In my view, the current recession leaves brands in a perfect position to supersede the sales culture of marketing with a value culture of innovation and personal relationships. This is brand culture instead of sales culture. Instead of being part of a persuasion package, driven by advertising, brands can become a means of personal growth and expression, with brand platforms creatively designed to transform the personal growth of customers into value added back to the brand. A creative culture of brands is a far more productive environment than the often cynical and exploitative selling culture of advertising.

And, as I said previously, everybody wants a brand experience. Nobody wants a marketing experience.

Brands as a context of opportunity

All this means we have to re-think brands, of course–which is the very purpose of this blog. Going forward, brands are re-conceived as a shared context of value between a company and its customers. Their purpose isn’t to sell, but to unlock customer growth, innovation and opportunity. These deliverables are then networked back to the brand, raising its value and expanding its innovation horizons.

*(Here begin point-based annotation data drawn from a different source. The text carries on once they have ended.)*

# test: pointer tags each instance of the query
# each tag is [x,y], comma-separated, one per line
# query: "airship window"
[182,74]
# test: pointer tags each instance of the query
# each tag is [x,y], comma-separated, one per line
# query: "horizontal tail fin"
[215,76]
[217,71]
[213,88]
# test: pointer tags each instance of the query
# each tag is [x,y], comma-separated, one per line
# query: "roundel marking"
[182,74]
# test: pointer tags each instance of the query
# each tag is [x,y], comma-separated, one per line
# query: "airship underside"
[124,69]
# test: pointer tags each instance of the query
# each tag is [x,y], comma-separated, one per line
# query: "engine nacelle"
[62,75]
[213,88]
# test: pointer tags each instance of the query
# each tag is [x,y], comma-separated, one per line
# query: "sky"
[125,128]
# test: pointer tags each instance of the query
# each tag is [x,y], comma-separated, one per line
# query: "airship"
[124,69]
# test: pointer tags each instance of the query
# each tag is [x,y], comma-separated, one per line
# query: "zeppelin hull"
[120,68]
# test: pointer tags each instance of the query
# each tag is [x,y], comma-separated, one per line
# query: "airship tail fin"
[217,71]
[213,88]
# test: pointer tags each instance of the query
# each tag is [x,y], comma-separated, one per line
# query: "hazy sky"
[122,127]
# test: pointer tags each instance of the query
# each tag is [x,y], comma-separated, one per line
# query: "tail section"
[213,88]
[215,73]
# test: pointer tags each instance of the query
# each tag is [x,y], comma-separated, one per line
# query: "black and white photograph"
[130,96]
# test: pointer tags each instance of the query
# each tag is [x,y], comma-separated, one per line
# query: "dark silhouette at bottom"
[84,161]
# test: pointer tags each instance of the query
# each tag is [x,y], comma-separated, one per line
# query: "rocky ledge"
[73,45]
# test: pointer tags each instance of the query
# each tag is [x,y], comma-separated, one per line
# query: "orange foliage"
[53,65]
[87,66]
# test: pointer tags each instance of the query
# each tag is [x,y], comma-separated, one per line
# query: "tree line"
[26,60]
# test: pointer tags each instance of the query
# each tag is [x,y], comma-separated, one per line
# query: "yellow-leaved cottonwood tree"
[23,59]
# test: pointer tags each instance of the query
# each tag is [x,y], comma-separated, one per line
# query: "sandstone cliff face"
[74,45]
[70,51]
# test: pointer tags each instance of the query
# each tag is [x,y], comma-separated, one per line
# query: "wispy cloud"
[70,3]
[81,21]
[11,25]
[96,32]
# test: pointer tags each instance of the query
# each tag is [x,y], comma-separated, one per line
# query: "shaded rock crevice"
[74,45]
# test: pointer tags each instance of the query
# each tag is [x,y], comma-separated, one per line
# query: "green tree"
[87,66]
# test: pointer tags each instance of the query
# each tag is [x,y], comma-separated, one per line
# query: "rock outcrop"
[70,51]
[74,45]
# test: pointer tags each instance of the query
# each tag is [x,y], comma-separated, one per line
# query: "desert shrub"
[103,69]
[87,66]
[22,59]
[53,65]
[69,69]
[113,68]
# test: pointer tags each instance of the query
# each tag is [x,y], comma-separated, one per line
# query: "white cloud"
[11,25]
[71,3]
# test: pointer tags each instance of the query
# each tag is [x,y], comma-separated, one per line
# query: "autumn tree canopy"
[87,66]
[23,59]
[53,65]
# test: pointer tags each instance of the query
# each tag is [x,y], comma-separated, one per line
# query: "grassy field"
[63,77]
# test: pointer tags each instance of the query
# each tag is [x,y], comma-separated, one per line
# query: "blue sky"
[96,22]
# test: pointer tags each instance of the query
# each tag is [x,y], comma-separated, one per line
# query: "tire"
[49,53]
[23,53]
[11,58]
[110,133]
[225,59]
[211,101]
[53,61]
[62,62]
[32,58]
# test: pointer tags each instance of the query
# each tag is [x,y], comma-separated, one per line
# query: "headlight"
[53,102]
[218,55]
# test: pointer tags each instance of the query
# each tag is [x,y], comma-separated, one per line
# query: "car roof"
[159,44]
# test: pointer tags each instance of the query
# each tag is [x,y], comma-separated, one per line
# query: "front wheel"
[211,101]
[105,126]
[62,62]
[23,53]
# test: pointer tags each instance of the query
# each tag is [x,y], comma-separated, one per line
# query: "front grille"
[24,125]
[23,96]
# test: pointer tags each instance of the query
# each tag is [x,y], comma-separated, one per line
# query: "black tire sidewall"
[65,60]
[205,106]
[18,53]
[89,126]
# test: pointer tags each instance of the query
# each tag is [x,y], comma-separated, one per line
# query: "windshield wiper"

Brands as personal applications

What makes this possible is the advent of always-on digital technology. Think of the iPhone, and its successors. Thanks to digital technology, brands can take the form of “applications,” interactive enablers that are personal, portable and persistent. Instead of being creations of mass-market media, brands become enablers, as a second skin.

Goodbye consumer, hello customer

The current recession may also accelerate the end of the “consumer” era. That “era” was invented to justify a relentless sales culture based on ever-expanding credit. Thinking of fellow citizens as “consumers” treats them as little more than sheep with credit, and now the credit is gone. A “consumer” mindset also depersonalizes company innovation, lowering standards and making breakthrough innovation increasingly difficult, if not impossible.

Creating customers, on the other hand, is the springboard of innovation, and of business strategy. And that’s where brands come in.